Sounds good in theory. But the Enron tale shows how unworkable it might prove in
practice. Some Enron attorneys did speak up, but their worries were almost
always dismissed. In September, 2000, in-houser Stuart R. Zisman wrote a memo in
which he warned that one of the SPE deals ran a high risk of being seen as
balance-sheet manipulation. Close review of the transaction, Zisman wrote,
"might lead one to believe that the financial books at Enron are being
manipulated in order to eliminate the drag on earnings that would otherwise
occur."
When he showed it to his supervisor, Mark E. Haedicke, he was told that "he
had used unnecessary inflammatory language and editorialized too much in the
memo," according to a summary of the interview Zisman gave the special
investigative committee. Haedicke declined to respond to BusinessWeek's
request for comment. At this point, the new law would have compelled Zisman to
take the matter to general counsel James Derrick or CEO Kenneth L. Lay. But it
is difficult to imagine that many attorneys, after being shut down by their
boss, would then bring their complaints to the top brass. And even if Zisman had
done so, would anything have been different? Probably not, considering all of
the other warning signs Enron's executive suite overlooked.

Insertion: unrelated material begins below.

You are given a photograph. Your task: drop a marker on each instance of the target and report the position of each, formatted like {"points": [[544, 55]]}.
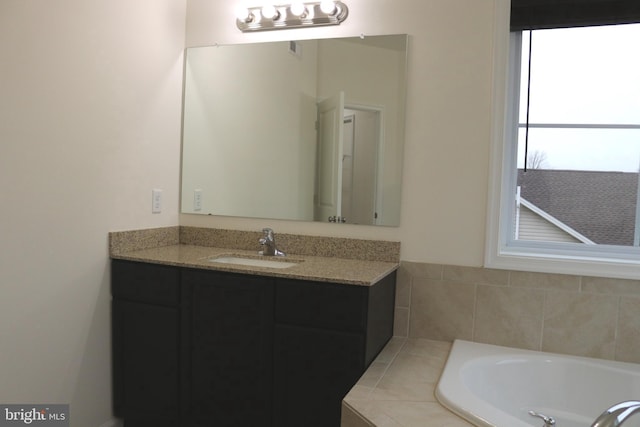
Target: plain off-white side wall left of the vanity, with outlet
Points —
{"points": [[90, 97]]}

The SEC is considering dealing with this problem by requiring lawyers who can't
get the board to take them seriously to contact the agency itself. But the
American Bar Assn. and other professional organizations are fighting this
provision tooth and nail. They argue that it will make clients less likely to
trust their lawyers. Perhaps so. But given what happened at Enron, that may be a
fair price to pay for restoring the public's faith in the profession.